Bana turns in his usual performance where it looks like he’s always about to cry because he doesn’t understand what’s going on, and the chemistry between him and the chipper McAdams is so unbelievable that not even her cute, wholesome attractiveness can save it. You really want her to be with someone better, someone who doesn’t show up naked in a field when she’s 8 and tell her that they’re going to get married. It’s a pretty fucked up thing to do to a kid imo.
The sci-fi concept behind a guy unstuck in time and how that affects his relationships is interesting enough, but the way they do the time travel is just so weird and bad that they get more wrapped up in having to explain the rules of it than actually exploring anything really deep with his marriage.
Ender’s Game (2013)
Directed by: Gavin Hood
Starring: Harrison Ford, Asa Butterfield, Hailee Steinfeld
I went into this movie as a fan of the book all prepared to hate it, but it just had to go and be both really faithful to the source material and an entertaining film on its own right. That’s the nice thing about expecting the worst from everything, once every thousand times, you get surprised by something good!
Ender Wiggin is a genius kid selected to enroll in a space school designed to make the best and the brightest space fleet commanders so humanity can finally defeat the Formics, a bunch of alien bug guys. He goes through a lot of hard times, almost all of which are engineered by the old and grumpy Harrison Ford to make him more of a tactical thinker. After graduating from the first school, he goes to a second school where he’s trained by Australian Ben Kingsley with tattoos all over his face.
It’s a pretty nice looking sci-fi story, that’s ACTUALLY science fiction. There are just enough giant spaceships and explosions to keep the average person entertained, or so it seemed to me. I guess the movie only broke even, and is therefore a flop. In one respect, that’s kinda good; it’ll discourage a million movies being made out of the subpar book sequels anyway. As far as this movie goes, it’s great. Good sci-fi plot, sticks close to the book, great twist ending, and no naked kids at all! That’s a thing people were worried about from the books, I’m not just being really creepy out of nowhere.
Directed by: Katsuhiro Ohtomo
Starring: Anna Paquin, Patrick Stewart, Alfred Molina
So for some reason IMDb didn’t have the original Japanese cast listed, only the English dub, so that’s what I wrote down. I did watch the original version with English subtitles, not because I’m one of those guys, but because it’s completely impossible to find a dubbed version of an anime movie if you’re pirating it because the guys who care enough to upload these things are the ones who think that a dub is a violent attack on the original intent of a film. While I get where they’re coming from, and there definitely IS something to be said about the original acting conveying the original intent of the director, if you can’t understand the language in the first place, it’s lost on you anyway, so you might as well see a dub in a language you understand so you can get the emotional feel from THOSE performances. Anyway, that’s my subs vs dubs opinion, which I’m sure you care about.

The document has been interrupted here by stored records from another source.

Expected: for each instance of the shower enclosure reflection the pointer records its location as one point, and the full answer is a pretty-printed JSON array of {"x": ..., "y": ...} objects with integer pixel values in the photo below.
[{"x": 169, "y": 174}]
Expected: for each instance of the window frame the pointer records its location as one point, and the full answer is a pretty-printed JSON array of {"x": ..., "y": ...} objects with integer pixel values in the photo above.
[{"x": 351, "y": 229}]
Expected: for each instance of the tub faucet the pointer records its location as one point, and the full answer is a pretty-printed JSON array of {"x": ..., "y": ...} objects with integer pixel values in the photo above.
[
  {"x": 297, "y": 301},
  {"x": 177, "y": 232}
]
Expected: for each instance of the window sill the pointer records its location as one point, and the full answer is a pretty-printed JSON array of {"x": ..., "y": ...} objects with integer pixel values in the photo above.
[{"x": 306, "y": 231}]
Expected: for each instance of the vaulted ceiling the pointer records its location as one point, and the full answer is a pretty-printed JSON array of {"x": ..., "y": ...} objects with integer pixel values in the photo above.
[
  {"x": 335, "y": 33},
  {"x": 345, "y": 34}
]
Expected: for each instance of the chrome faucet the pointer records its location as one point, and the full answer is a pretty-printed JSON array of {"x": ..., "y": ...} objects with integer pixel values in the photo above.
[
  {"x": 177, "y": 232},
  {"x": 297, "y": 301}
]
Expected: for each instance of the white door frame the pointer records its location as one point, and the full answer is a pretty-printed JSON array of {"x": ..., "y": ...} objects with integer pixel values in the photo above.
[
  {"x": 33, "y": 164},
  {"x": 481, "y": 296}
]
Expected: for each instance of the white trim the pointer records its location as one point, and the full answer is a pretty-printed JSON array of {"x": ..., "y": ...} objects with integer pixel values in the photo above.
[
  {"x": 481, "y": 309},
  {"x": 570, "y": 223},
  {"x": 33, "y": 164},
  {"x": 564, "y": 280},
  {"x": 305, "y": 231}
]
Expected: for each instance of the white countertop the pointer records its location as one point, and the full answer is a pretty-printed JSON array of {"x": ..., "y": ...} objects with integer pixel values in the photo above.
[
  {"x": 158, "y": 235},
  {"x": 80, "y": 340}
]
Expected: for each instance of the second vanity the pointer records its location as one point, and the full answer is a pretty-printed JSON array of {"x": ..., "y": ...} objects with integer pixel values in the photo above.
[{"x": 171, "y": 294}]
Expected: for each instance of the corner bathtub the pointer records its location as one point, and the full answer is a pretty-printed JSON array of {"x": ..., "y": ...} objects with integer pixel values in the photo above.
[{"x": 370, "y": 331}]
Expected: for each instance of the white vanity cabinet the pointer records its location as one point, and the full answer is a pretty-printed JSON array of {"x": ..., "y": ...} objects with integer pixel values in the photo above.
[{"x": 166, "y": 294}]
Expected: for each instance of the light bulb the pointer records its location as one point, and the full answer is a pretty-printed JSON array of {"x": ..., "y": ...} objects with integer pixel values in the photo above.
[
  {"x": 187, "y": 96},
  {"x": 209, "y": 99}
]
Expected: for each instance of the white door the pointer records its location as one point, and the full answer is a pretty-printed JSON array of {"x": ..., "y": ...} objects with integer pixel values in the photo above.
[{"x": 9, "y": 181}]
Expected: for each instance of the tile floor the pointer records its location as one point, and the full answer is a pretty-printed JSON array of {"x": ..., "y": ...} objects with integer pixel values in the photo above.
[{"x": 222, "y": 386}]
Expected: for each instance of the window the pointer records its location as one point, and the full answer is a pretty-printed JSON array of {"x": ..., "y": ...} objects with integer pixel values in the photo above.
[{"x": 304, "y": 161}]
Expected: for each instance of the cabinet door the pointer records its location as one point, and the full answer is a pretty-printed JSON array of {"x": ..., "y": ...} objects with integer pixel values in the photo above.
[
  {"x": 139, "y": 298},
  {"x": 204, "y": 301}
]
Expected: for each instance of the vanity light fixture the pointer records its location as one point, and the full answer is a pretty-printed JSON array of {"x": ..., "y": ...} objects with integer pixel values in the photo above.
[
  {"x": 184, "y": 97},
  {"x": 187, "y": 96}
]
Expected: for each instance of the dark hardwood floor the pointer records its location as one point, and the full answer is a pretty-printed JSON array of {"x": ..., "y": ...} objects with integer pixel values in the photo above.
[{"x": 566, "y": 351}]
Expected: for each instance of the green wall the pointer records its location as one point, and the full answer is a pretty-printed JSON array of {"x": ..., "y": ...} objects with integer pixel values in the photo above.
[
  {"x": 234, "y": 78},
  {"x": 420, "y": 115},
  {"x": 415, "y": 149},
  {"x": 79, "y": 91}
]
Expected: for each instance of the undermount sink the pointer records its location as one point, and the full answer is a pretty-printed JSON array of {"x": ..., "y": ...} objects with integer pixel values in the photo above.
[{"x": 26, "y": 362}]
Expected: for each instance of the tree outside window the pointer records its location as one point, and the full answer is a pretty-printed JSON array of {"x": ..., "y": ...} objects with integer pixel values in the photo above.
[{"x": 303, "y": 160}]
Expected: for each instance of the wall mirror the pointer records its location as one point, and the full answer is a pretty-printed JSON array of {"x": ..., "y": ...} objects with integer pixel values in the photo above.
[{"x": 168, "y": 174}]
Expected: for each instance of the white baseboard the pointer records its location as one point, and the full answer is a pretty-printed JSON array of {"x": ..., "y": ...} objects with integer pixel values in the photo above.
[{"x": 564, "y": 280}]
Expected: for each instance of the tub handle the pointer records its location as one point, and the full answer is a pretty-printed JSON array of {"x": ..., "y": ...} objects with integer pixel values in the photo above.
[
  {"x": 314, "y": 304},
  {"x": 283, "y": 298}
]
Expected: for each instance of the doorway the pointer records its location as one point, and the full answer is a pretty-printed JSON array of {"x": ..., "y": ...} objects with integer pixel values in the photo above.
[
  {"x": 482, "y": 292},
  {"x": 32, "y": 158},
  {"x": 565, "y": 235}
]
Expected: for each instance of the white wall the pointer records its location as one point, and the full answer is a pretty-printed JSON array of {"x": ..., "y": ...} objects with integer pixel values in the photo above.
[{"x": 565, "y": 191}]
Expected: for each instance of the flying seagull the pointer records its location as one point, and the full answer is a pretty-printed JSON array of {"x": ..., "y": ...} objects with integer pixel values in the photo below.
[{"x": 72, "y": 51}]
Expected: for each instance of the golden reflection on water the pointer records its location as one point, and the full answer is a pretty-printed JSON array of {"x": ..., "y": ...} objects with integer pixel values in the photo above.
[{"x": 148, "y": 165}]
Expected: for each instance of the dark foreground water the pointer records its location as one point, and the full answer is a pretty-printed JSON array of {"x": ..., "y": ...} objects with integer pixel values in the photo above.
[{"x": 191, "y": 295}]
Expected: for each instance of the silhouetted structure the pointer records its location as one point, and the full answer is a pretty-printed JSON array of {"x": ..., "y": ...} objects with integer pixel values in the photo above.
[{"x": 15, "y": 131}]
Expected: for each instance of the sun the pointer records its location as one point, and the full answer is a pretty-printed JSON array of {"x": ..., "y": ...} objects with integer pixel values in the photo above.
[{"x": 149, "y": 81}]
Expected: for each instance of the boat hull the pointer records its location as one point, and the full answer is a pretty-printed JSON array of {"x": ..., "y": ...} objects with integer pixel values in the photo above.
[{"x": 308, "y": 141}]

Steamboy is about a boy in a steampunk futurepast who has to stop his dad from creating a giant horrible machine that will kill everybody or something like that. There’s a spoiled rich girl that acts as the romantic interest, some cute animal sidekicks, and a crazy old man. All the generic roles are filled by equally generic characters in a story that is really nothing to write home about. I can’t even extend the plot synopsis into two sentences here.
This movie’s got the same director as Akira, and it shows in the character design. Pretty much everybody looks the same, except for the evil dad with a big robot eye. Of course, that’s not really why anybody would watch this movie, the reason to see it is the steampunky designs and the backgrounds, which are lavish and complex. If that’s enough for you in a movie, then you’ll be in hog heaven with Steamboy. If you’re looking for something with a little more substance behind the pretty backdrop, there isn’t much of it here.